As it is, she's getting her speech back. She never lost her sense of humor. She's aware enough of the left side of her face to try to make it match the right when she smiles. And, most important of all, she's bilingual and didn't lose either language, which means her language centers fared okay.
I burst into tears when I asked her, "What do you want to drink with dinner? Coke or Dr. Pepper?" and she replied, "Iced tea."
*A big Head Nurse prize to the first person outside my immediate family who can identify the source of those lines and give me context. Google will not save you now, young Padawan.
10 comments:
Bundled service sounds like a dream come true. Especially when you use a clothes line.
A friend's roommate was once sitting in the living room when the tree in the back yard decided, after a hurricane, to come inside and introduce itself. He calmly got up off the couch out from under it, unscathed, because it was propped up by the fireplace.
He grabbed his cell phone, climbed back under the tree onto the couch, and called the roomie/homeowner to let him know.
I'm glad the lady is doing well.
so... are you gonna tell us in the next couple days what song that is? it's bugging me :)
Johnny Dooit puffed his pipe and looked carefully at the dreadful desert in front of them--stretching so far away they could not see its end.
"You must ride," he said, briskly.
"What in?" asked the shaggy man.
"In a sand-boat, which has runners like a sled and sails like a ship. The wind will blow you swiftly across the desert and the sand cannot touch your flesh to turn it into dust."
"Good!" cried Dorothy, clapping her hands delightedly. "That was the way the Magic Carpet took us across. We didn't have to touch the horrid sand at all."

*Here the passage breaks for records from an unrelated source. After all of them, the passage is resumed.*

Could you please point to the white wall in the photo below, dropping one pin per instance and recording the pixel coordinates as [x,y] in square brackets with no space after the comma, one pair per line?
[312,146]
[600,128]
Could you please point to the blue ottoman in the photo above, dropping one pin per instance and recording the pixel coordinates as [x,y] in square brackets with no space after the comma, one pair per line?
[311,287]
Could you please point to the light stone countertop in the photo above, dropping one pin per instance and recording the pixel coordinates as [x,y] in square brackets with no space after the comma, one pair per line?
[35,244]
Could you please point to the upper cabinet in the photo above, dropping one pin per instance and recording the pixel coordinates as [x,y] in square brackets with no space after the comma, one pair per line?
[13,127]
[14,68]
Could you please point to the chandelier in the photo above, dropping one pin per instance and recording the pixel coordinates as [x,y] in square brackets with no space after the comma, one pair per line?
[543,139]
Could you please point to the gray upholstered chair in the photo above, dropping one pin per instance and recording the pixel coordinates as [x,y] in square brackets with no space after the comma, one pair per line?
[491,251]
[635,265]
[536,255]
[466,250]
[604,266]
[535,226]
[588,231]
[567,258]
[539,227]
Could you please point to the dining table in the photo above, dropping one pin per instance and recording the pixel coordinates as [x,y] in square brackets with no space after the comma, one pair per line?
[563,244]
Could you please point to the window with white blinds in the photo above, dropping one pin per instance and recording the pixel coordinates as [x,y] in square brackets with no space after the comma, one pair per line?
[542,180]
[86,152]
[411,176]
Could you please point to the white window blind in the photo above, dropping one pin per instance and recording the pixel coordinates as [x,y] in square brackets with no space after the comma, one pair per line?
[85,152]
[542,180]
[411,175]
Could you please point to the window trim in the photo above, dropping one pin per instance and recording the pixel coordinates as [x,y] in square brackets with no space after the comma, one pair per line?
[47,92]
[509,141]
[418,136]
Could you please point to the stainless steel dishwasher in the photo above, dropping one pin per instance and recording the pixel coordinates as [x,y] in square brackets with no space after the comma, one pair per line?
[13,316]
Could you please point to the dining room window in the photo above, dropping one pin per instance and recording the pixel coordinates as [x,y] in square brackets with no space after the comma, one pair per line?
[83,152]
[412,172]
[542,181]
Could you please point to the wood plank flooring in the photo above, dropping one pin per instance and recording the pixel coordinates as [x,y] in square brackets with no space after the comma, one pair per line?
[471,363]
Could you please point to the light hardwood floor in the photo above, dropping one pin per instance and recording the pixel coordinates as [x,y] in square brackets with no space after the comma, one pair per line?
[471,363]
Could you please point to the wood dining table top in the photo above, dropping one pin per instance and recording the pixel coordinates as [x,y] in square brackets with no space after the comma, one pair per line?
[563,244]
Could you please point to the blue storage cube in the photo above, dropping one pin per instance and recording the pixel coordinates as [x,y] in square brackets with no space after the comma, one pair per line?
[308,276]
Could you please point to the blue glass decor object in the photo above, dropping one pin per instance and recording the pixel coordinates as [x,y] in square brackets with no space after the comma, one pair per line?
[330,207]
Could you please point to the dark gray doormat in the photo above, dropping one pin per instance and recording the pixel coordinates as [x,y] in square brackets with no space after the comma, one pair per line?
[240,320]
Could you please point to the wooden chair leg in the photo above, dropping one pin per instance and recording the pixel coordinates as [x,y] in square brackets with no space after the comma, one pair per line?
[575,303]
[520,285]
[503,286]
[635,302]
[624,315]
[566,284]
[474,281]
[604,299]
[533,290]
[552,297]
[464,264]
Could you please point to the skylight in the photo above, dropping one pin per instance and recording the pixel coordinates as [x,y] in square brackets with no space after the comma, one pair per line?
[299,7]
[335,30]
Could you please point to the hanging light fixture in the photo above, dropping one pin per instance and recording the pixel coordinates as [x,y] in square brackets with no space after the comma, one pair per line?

"But where is the sand-boat?" asked the shaggy man, looking all around him.
"I'll make you one," said Johnny Dooit.
As he spoke, he knocked the ashes from his pipe and put it in his pocket. Then he unlocked the copper chest and lifted the lid, and Dorothy saw it was full of shining tools of all sorts and shapes.
Johnny Dooit moved quickly now--so quickly that they were astonished at the work he was able to accomplish. He had in his chest a tool for everything he wanted to do, and these must have been magic tools because they did their work so fast and so well.
"The man hummed a little song as he worked, and "Dorothy tried to listen to it. She thought the words were something like these:
The only way to do a thing Is do it when you can, And do it cheerfully, and sing And work and think and plan. The only real unhappy one Is he who dares to shirk; The only really happy one Is he who cares to work."
D. and her friends are trying to reach the Emerald City ~
It is from The Road to Oz when they need a boat to cross the desert. ;)
Never doubt the power of Google!
Clearly your google-fu is inadequate, because finding the source took me all of 10 seconds. But I'll leave it for others to find, if they so desire.
"I'm always, always good"
Johnny Dooit is a handyman in the book The Road to Oz. He is summoned by the Shaggy Man with the Love Button by the phrase "Dear Johnny Dooit, come to me, I need you bad as bad can be." He builds a sandboat using tools from his copper chest to carry Dorothy Gale et al across the desert.
Never doubt the Google-fu!
Drat! My Google-Fu is far from inadequate; I was just hoping somebody else out there had a copy of The Road To OZ lying around.
*sigh* Cookies for everyone, I guess.
I used to have every single one of the Oz books ~ they were lost during a move years ago...
So now you file this away in your mental "file cabinet of little luxuries." The next time the prospect of doing the wash makes you break out in itchy hives, bundle it up, take it to the cleaners, and enjoy.
It is from one of the OZ books by L.Frank Baum, though I can't remember exactly which one.